In einen interessanten Dialog mit der klassischen Skulptur treten Cosima von Bonin und Tom Burr mit ihrem Werk Benz Bonin Burr. Vor dem LWL Museum steht ein Tieflader auf dessen Ladefläche eine große schwarze Holzkiste steht, die mit Sicherungsseilen fixiert ist. Während die einen an dem Laster vorbei schauen, stutzen die anderen. So blitzend sauber, direkt vor dem Haupteingang und das während der Skulptur Projekte- das ist entweder schlechte Organisation oder Kunst. In diesem Fall natürlich letzteres, verbunden mit dem Hinweis auf die sonst unauffälligen Prozesse des globalen Leihverkehrs. Mit neuer Aufmerksamkeit wird auch die Bronzeskulptur von Henry Moore, die dauerhaft vor dem LWL aufgestellt ist, versehen. Das sonst statische Objekt, bekommt einen neuen Kontext, eine imaginäre Geschichte. 

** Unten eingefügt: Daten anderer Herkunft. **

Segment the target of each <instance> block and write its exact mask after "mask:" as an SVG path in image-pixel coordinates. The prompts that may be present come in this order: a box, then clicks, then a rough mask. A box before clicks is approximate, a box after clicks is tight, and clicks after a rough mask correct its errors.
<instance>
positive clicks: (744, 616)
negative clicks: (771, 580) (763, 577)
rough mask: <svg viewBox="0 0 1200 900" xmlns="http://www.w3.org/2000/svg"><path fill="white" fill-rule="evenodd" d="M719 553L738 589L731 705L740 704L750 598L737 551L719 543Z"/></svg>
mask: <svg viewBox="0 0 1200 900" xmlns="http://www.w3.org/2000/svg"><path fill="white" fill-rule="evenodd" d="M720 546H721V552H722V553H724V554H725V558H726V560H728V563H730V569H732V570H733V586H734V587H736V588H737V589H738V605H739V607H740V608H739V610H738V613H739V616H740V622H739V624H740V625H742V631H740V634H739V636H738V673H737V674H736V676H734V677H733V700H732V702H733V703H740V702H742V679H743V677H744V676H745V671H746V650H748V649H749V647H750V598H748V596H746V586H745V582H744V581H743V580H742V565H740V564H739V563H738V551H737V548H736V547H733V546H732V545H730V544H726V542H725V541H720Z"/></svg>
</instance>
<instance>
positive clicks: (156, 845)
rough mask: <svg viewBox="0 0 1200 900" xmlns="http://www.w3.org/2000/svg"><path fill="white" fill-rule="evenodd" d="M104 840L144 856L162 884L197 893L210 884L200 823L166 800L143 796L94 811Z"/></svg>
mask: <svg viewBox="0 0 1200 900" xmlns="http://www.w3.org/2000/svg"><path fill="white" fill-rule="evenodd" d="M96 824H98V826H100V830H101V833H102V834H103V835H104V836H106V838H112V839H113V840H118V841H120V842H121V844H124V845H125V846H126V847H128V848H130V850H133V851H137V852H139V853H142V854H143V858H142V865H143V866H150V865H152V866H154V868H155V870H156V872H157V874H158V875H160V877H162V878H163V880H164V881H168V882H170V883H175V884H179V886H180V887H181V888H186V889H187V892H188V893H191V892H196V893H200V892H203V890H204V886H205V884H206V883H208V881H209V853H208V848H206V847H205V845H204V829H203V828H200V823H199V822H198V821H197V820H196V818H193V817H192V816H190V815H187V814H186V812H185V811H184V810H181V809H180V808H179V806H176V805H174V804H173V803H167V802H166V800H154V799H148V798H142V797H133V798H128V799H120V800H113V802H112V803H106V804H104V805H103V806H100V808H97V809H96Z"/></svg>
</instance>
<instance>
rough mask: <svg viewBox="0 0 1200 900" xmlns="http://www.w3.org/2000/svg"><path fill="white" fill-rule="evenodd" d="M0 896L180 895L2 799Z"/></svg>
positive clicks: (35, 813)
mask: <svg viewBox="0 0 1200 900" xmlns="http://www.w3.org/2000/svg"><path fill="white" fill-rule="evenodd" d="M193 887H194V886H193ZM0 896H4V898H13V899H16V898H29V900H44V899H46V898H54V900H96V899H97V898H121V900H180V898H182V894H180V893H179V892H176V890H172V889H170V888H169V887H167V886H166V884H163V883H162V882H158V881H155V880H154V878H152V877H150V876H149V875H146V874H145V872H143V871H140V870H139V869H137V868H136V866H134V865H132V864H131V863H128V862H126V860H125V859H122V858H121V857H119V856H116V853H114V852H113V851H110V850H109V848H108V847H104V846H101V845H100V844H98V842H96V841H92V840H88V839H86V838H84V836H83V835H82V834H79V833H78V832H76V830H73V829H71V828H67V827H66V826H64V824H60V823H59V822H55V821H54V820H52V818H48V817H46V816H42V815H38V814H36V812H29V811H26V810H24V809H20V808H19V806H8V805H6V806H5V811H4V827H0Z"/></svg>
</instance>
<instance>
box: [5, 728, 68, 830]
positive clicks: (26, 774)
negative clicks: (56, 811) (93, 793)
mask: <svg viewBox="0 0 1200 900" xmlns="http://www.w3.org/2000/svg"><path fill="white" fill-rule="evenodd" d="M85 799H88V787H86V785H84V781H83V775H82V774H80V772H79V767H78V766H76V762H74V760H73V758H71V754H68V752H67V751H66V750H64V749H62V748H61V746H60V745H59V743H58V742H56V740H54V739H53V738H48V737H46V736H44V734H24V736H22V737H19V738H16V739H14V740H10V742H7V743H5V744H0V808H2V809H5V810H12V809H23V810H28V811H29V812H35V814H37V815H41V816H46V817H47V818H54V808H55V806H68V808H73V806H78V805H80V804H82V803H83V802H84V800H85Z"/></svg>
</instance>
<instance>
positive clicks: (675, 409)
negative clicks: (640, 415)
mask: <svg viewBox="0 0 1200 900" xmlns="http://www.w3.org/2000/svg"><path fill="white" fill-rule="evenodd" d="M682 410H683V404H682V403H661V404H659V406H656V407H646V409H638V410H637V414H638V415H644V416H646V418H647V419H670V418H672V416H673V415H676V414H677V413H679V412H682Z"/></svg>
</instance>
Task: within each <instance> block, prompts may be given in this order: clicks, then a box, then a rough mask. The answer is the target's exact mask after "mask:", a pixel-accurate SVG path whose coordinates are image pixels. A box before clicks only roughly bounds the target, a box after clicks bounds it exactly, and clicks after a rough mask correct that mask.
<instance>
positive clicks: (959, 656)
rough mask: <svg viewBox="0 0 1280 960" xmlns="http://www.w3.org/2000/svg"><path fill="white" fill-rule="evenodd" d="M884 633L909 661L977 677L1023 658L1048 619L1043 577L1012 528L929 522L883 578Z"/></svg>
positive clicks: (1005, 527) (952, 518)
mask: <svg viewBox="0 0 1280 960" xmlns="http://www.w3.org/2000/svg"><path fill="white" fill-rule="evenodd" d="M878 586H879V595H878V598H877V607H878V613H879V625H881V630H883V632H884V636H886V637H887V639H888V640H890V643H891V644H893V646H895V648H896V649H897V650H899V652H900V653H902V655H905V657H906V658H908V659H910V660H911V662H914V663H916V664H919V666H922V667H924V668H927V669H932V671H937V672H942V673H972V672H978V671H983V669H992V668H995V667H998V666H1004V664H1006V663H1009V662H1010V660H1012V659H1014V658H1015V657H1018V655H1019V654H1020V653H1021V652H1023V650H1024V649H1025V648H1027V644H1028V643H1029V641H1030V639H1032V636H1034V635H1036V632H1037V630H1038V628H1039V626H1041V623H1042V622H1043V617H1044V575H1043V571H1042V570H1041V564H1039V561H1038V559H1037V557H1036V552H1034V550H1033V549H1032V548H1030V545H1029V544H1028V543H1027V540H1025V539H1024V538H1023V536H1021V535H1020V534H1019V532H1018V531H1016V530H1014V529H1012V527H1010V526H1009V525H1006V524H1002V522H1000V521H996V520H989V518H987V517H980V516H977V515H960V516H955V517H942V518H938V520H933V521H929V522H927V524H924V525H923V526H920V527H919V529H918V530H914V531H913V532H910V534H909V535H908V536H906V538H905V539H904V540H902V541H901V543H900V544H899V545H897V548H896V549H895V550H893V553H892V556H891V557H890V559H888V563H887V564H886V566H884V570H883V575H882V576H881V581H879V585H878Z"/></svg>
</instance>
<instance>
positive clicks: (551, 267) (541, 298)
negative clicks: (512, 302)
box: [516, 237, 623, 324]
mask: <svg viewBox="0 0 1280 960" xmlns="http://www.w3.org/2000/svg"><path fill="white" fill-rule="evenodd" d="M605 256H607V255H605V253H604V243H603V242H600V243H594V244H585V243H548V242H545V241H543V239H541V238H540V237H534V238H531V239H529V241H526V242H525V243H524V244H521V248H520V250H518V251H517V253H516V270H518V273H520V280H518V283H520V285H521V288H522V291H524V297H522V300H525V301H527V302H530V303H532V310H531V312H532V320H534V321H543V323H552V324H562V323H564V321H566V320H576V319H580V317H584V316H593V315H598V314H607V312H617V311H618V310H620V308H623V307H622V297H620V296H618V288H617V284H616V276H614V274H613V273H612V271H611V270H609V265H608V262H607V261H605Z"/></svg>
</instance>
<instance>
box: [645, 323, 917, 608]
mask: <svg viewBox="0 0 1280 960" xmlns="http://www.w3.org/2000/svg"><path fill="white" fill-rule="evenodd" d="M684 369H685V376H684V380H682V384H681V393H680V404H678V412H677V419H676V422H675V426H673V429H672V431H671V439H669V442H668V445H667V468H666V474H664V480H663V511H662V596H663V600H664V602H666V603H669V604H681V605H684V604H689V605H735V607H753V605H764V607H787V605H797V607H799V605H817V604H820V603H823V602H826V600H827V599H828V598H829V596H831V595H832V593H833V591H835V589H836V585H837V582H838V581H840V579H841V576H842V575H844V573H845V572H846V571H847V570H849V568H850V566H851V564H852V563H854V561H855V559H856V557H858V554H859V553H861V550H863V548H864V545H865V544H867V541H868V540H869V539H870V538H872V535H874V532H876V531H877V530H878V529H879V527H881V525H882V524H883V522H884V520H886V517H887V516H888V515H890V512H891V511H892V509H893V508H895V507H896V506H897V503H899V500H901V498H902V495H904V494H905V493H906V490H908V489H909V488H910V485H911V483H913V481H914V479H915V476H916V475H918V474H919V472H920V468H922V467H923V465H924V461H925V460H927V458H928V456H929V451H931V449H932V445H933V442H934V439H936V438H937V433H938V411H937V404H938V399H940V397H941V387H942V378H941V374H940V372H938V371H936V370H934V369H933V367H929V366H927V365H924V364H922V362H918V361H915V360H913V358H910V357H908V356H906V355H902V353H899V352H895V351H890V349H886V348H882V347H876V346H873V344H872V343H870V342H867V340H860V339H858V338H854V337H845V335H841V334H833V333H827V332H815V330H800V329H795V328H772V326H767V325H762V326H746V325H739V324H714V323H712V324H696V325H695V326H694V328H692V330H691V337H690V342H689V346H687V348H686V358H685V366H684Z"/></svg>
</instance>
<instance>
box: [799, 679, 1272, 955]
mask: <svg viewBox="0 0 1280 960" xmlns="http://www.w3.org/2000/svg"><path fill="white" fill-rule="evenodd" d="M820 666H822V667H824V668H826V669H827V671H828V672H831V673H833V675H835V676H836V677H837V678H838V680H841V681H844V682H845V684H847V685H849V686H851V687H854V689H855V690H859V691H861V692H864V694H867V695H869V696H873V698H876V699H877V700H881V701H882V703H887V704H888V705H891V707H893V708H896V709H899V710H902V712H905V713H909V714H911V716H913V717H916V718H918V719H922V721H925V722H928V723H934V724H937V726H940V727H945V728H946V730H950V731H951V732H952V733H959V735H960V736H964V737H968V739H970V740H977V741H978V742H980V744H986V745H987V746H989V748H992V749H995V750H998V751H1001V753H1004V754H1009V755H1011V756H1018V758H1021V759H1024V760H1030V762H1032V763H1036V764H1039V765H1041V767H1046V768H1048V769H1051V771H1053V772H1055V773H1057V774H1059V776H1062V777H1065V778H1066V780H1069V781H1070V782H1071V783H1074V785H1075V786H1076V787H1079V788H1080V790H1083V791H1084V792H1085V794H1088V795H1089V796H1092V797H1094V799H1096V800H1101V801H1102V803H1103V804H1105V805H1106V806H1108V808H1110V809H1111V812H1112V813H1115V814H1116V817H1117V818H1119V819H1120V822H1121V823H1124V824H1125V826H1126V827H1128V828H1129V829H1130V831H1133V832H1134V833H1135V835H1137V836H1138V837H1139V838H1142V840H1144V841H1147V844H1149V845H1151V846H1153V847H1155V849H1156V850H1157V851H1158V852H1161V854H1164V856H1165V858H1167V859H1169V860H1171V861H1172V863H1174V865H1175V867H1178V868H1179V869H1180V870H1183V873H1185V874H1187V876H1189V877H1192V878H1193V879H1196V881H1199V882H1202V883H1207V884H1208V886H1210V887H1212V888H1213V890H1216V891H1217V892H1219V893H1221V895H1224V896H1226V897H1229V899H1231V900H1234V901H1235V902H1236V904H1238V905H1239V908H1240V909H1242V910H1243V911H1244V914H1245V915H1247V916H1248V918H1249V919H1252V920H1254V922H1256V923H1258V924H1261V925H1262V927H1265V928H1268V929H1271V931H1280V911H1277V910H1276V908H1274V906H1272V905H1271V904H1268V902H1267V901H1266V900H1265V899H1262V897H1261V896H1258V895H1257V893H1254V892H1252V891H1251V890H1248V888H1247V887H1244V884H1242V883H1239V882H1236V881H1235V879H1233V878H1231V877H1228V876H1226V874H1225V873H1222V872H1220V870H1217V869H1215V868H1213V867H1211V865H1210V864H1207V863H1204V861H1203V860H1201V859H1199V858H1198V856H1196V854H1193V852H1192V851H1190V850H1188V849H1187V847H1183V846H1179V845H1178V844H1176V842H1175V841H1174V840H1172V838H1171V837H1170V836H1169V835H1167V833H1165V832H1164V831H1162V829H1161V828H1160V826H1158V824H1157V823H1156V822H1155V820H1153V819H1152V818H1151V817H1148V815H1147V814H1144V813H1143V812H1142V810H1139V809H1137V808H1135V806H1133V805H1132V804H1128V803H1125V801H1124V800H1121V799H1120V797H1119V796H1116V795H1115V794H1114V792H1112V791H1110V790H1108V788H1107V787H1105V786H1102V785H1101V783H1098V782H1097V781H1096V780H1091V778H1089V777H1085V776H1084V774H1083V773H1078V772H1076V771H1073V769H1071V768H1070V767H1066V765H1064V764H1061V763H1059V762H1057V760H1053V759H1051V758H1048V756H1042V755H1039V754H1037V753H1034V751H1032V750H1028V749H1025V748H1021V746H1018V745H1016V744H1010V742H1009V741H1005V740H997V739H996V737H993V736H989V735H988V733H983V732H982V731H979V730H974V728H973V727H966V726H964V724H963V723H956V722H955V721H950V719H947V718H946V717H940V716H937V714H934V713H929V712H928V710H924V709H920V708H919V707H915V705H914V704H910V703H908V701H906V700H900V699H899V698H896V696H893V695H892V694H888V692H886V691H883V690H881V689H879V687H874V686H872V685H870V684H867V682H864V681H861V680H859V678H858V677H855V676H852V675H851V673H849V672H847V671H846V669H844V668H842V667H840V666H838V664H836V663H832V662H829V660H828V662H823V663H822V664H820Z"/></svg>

In Münster gibt es viele gelungene Werke, die auf sehr freie Art, die Betrachter*innen zum Genießen, Denken und Handeln einladen. Die Politik der Barrierefreiheit gelingt den Initiatoren durch den Verzicht auf Eintrittsgelder oder museale Monumentalität. Stattdessen mischt sich die Kunst mit den Menschen. Der Trubel rund um die Werke schafft neue Beziehungsnetzte, die in ihrer Intensität so in kaum einer anderen Ausstellung erlebt werden können. Wer nicht zehn Jahre auf die nächste Möglichkeit warten möchte, sollte sich bis zum 1.Oktober 2017 noch die Zeit nehmen, um die Skulptur Projekte in Münster zu besuchen.